この二人が並び立つことは、今現在、決してありえない。
頬の内側を噛み切ろうとする意志に反して、口元が保護機越しに緩い弧を描く。
「大丈夫ですよ、何でもありませんから」
吐き気のする嘘をついた。
************************************************************************
暗転
************************************************************************
瞼を開く。
端末から聞こえるアラームを停止させて、時間は全く進んでいない。
「はぁ……」
どうにも沈んだ気分を振り払えず、原因は先ほど見たばかりの光景だ。
現実逃避の類ではないと思うものの、それでもかつての光景は少なからず心らしきものを揺さぶっていた。
頭では、理性では、理解出来ている。
変わった――あえて言うならば壊れた――関係性が全くの元通りになるとは思っていない。

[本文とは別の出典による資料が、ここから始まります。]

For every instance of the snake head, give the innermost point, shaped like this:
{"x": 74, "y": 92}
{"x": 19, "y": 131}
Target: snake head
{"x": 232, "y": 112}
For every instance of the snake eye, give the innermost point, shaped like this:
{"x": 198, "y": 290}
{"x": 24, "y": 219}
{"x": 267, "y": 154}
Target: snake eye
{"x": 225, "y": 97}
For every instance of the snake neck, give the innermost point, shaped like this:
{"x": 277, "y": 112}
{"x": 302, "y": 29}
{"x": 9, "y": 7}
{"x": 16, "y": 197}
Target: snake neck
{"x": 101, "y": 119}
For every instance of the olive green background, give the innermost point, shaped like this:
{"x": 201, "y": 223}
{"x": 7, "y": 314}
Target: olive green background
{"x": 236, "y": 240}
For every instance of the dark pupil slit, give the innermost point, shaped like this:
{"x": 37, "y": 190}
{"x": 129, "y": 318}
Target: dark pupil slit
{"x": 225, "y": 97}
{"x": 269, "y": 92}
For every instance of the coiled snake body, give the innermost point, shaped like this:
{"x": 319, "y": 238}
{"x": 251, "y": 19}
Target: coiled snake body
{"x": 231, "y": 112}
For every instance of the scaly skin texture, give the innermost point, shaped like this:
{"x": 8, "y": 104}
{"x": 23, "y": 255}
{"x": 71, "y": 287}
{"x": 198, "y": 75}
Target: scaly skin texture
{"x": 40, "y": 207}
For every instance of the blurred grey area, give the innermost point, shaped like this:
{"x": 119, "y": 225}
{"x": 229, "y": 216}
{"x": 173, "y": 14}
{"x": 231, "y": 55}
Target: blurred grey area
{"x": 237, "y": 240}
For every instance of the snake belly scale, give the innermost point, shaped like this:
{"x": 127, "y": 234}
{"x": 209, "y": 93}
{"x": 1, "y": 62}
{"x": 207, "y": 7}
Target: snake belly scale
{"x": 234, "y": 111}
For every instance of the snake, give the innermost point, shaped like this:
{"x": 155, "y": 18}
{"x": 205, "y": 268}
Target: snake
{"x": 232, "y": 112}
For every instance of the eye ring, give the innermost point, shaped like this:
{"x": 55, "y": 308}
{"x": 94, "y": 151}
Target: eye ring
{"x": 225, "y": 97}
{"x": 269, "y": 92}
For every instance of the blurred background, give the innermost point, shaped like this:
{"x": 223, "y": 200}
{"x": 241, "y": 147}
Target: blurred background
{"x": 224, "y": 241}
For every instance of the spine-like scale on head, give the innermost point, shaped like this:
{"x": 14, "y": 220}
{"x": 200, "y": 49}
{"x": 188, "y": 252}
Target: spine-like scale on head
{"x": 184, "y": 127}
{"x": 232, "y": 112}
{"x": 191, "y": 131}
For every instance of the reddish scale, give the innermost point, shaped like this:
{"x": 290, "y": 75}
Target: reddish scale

円城寺椛を終了させたのは、更なる最悪を防ぐ為の一手だったと言えるだろう。
戦闘における彼女は消極的過ぎるほどで、崩落への行動は課員を護る為の一手だったと言えるだろう。
しかしそれは理由にならない。
1-1=0ではない。
プラスとマイナスは同時に存在していて、それを乗せた天秤がどう傾くかに過ぎない。
だから彼女を前と同じに扱って受け入れろというのは土台から無理な話だ。
と――――そうらしく振る舞ってみたところで、先ほどの夢を見る程度には割り切れないモノがある事も自覚している。
分かっているのは、もう彼女と二人きりで食事に行くことは出来ないだろうという事だ。
「ままならないですね」
不意に、戻ってから一度も彼女の名前を呼んでいないことに気が付いた。
『赤星伊吹』?
『国分寺周防』?
他者からの認識を外に置いたとき、彼女自身はどう在りたいのだろうか。
私自身は、彼女にどう在ってほしいのだろうか。
「ぷお」
蛙に汽笛は鳴らせない。
「ぷお」
それでも。
「ぷおちゃん」
目が覚めるまでの刹那には。
************************************************************************
【Be・Fr・Ke・Fl】
************************************************************************
この記事が気に入ったらサポートをしてみませんか?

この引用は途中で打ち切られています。